А я – я вновь взмостился на Парнас.
Исполнившись иройскою отвагой,
Опять беру чернильницу с бумагой
И стану вновь я песни продолжать.
(I, 18)

Это совпадает с тем, что мы находим в посланиях «Князю А. М. Горчакову» («Пускай, не знаясь с Аполлоном…», 1814), «Моему Аристарху» (1815), «Батюшкову» (1815), где творчество трактуется как «плод веселого досуга», как результат «скудного дара» писать» кой-как стихи на «именины». Это не совсем, конечно, искреннее отношение к своим литературным занятиям в лицейский период вполне уживается у Пушкина с осознанным пониманием трудностей пути подлинного художника и высокой ответственности поэта – «К другу стихотворцу» (1816), «К Жуковскому» (1816), с мечтой о будущем бессмертии своих произведений – «Городок» (1815). В дальнейшем, когда в 1816–1817 гг. на первый план выдвигается элегия, эта тема получает в соответствии с элегическим унынием иное раскрытие в таких стихотворениях, как «Любовь одна – веселье жизни хладной» (1816), «Дельвигу» (1817), «Элегия» («Опять я ваш, о юные друзья…», 1817):

Как дым исчез мой легкий дар.
(II, 28)

В «Руслане и Людмиле» отношение автора к себе как к поэту является одним из аспектов того своеобразного персонажа-рассказчика, который во многом определил жанровую новизну поэмы. С одной стороны, поэт предстает как «влюбленный болтун» с «легкой и небрежной» лирой (зачин песни VI); в то же время в эпилоге появляется элегический мотив угасания творческого дара:

Но огнь поэзии погас.
Ищу напрасно впечатлений:
Она прошла, пора стихов,
Пора любви, веселых снов,
Пора сердечных вдохновений!
(IV, 87)

Таким образом, налицо параллелизм как с произведениями 1813–1815 гг., в том числе с «Монахом», так и с элегической лирикой 1816–1817 гг. Изменение по сравнению с «Монахом» в рассматриваемом отношении происходит на основе развития лирического творчества.
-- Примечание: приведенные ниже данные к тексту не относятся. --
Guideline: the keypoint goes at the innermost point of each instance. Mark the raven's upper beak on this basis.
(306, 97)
Наконец, отмечу отголоски «балладного» стиля в «Руслане и Людмиле». Это касается нескольких эпизодов с атрибутами обычного оссианического пейзажа. После одного из таких пейзажей (песнь V) и следующего за ним описания зловещего сна Руслана, перед появлением Фарлафа, дается балладный «сигнал»:

Луна чуть светит над горою;
Объяты рощи темнотою,
Долина в мертвой тишине…
Изменник едет на коне.
(IV, 73)

В этой связи можно добавить указанное Б. П. Городецким воспроизведение в поэме мотивов стихотворения 1815 г. «Сраженный рыцарь» в песнях III и IV14.
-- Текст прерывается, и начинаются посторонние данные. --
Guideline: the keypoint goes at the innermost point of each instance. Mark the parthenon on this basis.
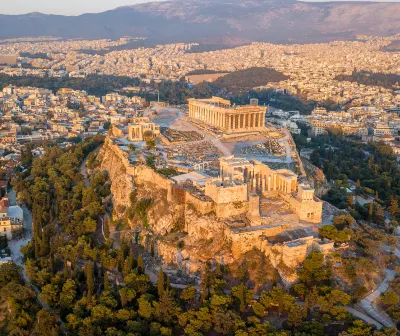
(219, 113)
Итак, в поэму «Руслан и Людмила» привнесены многообразные лирические темы и мотивы; они вызывают явления анахронизма в образах героев и далее влияют на сюжет; в эпическом жанре применен лирический стиль, выработавшийся в поэзии Жуковского, Батюшкова и самого Пушкина 10‐х гг. Дело идет гораздо дальше простого отражения лирики в эпическом произведении. В процессе становления жанра поэмы, начиная с «Монаха», лирика играет активную конструктивную роль, чем в значительной степени обусловлен стиль «Руслана» и его жанровое своеобразие.
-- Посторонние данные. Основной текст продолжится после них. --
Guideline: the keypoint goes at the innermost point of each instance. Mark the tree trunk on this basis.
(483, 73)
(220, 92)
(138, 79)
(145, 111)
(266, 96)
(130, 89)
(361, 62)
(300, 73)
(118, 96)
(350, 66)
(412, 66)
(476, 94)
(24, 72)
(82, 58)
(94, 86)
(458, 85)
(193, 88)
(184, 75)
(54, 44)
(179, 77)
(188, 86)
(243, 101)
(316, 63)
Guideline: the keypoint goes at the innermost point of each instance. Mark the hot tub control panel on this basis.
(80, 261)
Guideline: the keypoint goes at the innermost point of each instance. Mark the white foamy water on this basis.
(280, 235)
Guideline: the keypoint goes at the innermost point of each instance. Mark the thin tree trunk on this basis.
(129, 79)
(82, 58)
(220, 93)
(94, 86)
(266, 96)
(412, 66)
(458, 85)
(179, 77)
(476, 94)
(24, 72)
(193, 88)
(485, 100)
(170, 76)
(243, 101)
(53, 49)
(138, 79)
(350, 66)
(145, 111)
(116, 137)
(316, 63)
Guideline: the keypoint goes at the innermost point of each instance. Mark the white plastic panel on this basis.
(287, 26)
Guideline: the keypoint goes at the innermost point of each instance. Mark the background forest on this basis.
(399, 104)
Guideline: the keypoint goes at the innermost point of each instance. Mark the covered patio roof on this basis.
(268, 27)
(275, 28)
Развитие ранней эпической поэзии Пушкина рассмотрено здесь в двух аспектах. С одной стороны, мы видели, что, хотя прямой связи между «Русланом» и лицейскими поэмами нет, эпические произведения Пушкина 1813–1820 гг. обладают известной жанрово-стилевой общностью. В этот период поэма мыслилась Пушкиным главным образом как шутливое, комическое, несколько фривольного характера повествование с фантастическим авантюрным сюжетом. Такое повествование в «Бове» и «Руслане» строится на сказочном материале, причем в «Руслане» использованы также и исторические данные, взятые Пушкиным из «Истории» Карамзина. Эти жанровые черты перестают определять эпическую поэзию Пушкина уже после 1820 г. (за исключением «Гавриилиады»). Замыслы южного периода – поэмы о Мстиславе, Бове, Актеоне, – которые, судя по планам, отчасти перекликаются с ранними поэмами, остались неосуществленными. Значительно более устойчивым оказался тот тип рассказа и рассказчика, который был намечен уже в «Монахе» и полностью развит в «Руслане», подготовив собой повествовательную манеру «Евгения Онегина».